For as long as anyone can remember, the Azure Window at Dwejra in Gozo was a symbol of the Maltese Islands. So famous was this natural landmark, that when it finally succumbed to the wrath of nature and collapsed in a storm on 8th March 2017, it made headlines around the world.
The outpouring of emotion from locals and foreigners was akin to the loss of a loved one, with the Maltese prime Minister declaring the event “heartbreaking”. And such a reaction was understandable, for the Azure Window was indeed more than just a treasured feature of the landscape. The window had starred in countless happy photos and made proud appearances in numerous films, videos and TV productions, including Game of Thrones. No visit to Gozo was complete without a stop to admire this impressive beauty!
We all knew the window’s days were numbered. The signs were there, the cracks were getting more precarious, and just weeks before the collapse, walking over the arch had been forbidden for safety reasons.

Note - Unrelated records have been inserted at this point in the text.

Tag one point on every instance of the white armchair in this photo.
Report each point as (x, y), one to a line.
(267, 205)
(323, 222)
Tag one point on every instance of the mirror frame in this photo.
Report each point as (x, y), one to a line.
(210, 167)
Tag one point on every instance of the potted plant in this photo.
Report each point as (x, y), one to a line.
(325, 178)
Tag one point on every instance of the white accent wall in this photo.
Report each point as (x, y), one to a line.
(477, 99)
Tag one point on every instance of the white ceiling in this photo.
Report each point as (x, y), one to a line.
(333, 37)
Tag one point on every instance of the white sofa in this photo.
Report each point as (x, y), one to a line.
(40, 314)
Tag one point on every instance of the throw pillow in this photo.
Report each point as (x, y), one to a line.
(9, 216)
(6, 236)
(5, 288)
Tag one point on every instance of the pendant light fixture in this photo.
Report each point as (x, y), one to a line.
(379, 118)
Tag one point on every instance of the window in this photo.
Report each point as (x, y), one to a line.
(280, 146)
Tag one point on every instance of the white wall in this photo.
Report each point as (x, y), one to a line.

Local resident Roger Chessel, who was at the site when the window collapsed at 9:40am, described the fatal moment: “There was a big raging sea beneath the window, suddenly the arch collapsed into the sea with a loud whoomph, throwing up huge spray. By the time the spray had faded, the stack had gone too.”
However, within days of the catastrophic storm, divers quickly claimed it as a new favourite diving location to add to the already famous Blue Hole nearby.
Raniero Borg (@RanierosAdventures) was among the first group of divers to explore the area where the window once stood. His video reveals huge boulders of limestone rock, cracked and sharp-edged, strewn across the sea bed.
"We were three divers and we had to use underwater scooters, as we went out from the inland sea. It was shocking to see the amount of white boulders that fell. It was also impressive to see that the top part of the window had fallen in one piece," he recalls.
A year later, marine life has now taken over, making it even more fascinating to discover. Ranging in depth from eight metres (visible from the surface) to 57m, the area can be explored for a long time over a number of dives, and is suitable for all kind of divers with different certificates. It is advisable to use registered diving clubs to visit the site. Oh, and if you're on the islands this weekend, head over to Dwejra for the activities taking place on Sunday, to commemorate the one-year anniversary of the Azure Window's collapse.
While you're there... Rated among the top ten dive sites in Europe, the Blue Hole next to the remains of the Azure Window is a cave without a roof, reaching a maximum depth of 60m. However, with marine life at its best around 10 to 30 metres, any diver can enjoy a wonderful experience. Depending on your diving qualifications, you can also explore a large underwater cave right underneath the hole.